Depression is often a physical, mental and emotional response to the suppression of emotions. At some point in our lives we all experience feelings of sadness, grief, loss of desire or stress in response to specific situations and these feelings resolve in a relatively short period of time. Depression, however, occurs when feelings of sadness, worthlessness, hopelessness, guilt, despair, or shame persist overtime and/or interfere with daily living. People who experience regular or chronic depression might also experience physical symptoms such as: insomnia, oversleeping, significant changes in weight, fatigue, difficulty making decisions, loss of desire to participate in things that were once found enjoyable, thoughts of suicide, or chronic pain. Experiences of depression range from a moderate disturbance to severe debilitation. Depression can present in a variety of forms and does not resolve without treatment.

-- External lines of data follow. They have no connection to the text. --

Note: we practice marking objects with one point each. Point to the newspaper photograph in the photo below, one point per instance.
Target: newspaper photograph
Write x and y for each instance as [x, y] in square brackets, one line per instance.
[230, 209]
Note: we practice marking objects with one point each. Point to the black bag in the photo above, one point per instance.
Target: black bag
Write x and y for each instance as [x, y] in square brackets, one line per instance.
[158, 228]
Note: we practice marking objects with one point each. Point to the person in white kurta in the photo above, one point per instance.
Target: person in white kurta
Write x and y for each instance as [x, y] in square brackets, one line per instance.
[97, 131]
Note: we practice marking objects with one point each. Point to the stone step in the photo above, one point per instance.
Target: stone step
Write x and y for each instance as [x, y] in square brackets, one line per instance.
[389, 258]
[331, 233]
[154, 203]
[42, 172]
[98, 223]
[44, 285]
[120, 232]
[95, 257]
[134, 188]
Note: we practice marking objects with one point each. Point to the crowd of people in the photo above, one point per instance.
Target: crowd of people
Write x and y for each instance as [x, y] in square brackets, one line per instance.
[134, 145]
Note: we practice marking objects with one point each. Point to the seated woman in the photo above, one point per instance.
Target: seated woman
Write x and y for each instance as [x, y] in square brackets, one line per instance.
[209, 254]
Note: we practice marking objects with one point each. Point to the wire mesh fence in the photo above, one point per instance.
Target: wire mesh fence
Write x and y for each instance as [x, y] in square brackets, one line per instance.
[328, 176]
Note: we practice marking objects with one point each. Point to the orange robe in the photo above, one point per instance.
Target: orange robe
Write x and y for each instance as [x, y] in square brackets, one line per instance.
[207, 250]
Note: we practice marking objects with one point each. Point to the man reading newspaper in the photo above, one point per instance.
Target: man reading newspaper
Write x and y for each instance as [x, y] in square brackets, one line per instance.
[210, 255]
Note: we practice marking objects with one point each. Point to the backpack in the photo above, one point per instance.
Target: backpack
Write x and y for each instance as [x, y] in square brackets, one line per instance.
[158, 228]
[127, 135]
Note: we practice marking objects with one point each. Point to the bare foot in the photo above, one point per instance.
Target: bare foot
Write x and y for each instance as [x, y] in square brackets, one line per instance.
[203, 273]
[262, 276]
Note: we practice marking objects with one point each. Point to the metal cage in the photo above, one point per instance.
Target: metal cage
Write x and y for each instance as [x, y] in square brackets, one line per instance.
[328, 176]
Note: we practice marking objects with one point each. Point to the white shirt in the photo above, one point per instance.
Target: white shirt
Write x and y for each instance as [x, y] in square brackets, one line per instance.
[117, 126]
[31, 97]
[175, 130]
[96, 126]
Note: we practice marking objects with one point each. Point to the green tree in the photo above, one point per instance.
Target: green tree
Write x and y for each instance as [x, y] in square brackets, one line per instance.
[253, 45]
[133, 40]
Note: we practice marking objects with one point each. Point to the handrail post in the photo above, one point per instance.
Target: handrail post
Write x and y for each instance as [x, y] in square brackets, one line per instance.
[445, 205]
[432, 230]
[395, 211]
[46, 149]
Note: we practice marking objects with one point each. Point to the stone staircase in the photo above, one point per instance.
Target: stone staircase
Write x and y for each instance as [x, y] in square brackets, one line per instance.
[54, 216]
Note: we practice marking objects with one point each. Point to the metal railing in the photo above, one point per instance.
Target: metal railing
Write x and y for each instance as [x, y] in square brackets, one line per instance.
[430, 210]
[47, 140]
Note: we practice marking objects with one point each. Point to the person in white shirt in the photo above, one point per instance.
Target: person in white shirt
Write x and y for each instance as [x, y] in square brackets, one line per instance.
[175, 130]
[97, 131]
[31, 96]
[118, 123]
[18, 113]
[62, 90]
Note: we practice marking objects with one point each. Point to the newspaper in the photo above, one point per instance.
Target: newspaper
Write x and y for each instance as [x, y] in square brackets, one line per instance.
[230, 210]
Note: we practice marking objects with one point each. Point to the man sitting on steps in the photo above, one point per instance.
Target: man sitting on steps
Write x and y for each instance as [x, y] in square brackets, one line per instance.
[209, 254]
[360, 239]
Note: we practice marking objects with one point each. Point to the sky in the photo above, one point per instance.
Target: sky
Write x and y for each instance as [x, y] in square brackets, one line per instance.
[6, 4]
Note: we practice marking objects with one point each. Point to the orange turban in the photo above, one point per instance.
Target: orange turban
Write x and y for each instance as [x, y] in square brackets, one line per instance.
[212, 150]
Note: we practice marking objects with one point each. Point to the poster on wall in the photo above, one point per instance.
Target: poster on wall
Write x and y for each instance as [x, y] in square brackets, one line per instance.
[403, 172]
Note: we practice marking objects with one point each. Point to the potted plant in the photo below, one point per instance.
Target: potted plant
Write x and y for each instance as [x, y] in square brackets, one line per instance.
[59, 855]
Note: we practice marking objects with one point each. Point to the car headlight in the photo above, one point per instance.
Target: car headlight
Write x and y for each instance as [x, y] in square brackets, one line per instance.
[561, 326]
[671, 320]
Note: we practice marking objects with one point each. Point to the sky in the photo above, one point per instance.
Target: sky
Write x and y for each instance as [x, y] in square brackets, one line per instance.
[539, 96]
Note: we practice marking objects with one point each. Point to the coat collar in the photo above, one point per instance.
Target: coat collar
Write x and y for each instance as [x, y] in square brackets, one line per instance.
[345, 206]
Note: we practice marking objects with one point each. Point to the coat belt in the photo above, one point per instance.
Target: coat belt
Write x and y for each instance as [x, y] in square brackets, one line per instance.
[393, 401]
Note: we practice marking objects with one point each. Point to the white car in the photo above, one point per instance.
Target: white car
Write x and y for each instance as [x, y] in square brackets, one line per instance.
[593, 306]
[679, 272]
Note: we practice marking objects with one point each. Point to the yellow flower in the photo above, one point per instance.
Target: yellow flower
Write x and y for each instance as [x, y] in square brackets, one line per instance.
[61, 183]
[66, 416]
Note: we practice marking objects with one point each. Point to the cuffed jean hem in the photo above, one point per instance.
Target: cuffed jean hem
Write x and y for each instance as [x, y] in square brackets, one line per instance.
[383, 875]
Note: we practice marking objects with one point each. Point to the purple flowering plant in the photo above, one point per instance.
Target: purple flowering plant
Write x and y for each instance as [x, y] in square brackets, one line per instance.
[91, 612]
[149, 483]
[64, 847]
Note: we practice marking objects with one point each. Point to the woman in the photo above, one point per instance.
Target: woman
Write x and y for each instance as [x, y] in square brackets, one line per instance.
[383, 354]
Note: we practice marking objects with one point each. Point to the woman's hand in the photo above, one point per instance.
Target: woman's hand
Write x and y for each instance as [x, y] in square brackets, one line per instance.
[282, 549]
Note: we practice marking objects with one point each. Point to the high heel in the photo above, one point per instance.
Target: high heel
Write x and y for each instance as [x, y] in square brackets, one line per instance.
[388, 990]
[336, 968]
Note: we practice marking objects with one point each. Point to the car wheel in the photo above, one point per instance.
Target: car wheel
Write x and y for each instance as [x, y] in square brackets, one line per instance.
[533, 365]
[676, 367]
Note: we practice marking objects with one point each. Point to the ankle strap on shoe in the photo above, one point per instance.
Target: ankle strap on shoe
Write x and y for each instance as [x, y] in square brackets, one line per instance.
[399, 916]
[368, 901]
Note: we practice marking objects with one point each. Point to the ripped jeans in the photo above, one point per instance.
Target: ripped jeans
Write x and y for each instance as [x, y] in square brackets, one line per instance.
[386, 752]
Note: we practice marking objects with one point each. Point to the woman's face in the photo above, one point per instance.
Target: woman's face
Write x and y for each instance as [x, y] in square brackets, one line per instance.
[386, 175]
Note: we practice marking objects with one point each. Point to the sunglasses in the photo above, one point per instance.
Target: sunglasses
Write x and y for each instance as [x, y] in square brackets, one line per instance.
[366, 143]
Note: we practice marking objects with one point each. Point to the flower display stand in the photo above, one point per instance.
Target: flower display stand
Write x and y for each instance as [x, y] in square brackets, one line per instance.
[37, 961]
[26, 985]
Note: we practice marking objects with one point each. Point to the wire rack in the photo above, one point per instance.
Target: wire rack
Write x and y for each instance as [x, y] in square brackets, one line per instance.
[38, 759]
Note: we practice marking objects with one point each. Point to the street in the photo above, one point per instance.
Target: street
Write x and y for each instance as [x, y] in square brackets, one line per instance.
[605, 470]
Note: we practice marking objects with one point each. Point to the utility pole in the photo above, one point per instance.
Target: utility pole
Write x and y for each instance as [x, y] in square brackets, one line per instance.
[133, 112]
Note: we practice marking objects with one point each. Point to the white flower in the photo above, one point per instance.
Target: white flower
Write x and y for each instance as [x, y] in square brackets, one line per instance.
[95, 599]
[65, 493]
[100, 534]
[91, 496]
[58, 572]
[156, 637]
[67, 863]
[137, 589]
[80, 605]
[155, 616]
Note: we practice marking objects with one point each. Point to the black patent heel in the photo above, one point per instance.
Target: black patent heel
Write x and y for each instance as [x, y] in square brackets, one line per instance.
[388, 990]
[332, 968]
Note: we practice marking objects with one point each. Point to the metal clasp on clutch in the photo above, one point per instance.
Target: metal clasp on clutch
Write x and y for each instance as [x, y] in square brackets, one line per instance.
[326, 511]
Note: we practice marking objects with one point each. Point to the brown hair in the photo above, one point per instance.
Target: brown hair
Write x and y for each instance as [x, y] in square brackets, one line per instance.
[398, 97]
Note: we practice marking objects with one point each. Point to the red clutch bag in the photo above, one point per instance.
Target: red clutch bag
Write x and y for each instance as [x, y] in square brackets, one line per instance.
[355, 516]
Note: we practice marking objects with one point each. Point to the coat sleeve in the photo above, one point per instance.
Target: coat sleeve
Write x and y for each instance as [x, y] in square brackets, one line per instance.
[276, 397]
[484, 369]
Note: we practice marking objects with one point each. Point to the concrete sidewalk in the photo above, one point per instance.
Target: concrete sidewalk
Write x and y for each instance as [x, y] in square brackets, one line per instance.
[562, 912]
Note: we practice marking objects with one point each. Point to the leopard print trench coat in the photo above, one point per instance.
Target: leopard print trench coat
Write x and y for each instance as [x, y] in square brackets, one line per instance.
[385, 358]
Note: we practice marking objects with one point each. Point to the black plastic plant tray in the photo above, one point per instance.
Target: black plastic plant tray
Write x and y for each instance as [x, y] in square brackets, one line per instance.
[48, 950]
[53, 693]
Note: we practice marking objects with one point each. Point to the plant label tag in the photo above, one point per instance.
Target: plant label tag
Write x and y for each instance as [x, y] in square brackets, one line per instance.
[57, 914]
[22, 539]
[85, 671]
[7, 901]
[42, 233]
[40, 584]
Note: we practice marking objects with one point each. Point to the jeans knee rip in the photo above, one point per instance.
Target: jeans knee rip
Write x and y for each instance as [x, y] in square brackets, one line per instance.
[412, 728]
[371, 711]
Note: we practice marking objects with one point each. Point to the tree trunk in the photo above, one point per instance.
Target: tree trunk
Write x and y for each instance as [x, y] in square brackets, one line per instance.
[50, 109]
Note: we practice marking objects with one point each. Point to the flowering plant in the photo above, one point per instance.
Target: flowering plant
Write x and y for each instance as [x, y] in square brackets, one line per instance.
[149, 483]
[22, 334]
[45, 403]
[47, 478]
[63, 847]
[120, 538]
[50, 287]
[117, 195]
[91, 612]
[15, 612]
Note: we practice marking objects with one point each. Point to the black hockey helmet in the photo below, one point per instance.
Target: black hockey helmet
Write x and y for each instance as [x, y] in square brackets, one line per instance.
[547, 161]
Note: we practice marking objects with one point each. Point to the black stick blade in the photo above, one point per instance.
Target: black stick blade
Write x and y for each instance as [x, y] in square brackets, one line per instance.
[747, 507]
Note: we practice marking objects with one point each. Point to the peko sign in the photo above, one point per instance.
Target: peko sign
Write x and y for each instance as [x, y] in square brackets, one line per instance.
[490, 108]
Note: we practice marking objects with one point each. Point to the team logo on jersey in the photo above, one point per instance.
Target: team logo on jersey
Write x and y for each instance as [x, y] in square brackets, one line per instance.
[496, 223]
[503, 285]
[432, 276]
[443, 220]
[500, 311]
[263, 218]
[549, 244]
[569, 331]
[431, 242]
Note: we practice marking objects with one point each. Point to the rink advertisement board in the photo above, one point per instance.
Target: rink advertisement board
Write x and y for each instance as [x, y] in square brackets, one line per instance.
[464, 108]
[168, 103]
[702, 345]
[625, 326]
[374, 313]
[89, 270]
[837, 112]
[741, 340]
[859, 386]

Underneath depression are immobilized emotions of sadness, anger and/or fear. Depression most often arrises as a result of a disturbing life experience(s) and the suppression of emotions associated with that disturbing experience(s).
As a psychotherapist, I work alongside the client to achieve relief in the present moment and reduce suffering overtime. This therapeutic approach is a collaborative, caring process of body-centered psychotherapy in which the client participates in feeling the sensations of their body, identifies emotions, names any attachments or associations with those emotions, and allows stored emotions to move through the body, thereby offering relief. An integrated process using several treatment therapies may include: psychological education, somatic therapy, mindfulness, nature therapy, and EMDR therapy.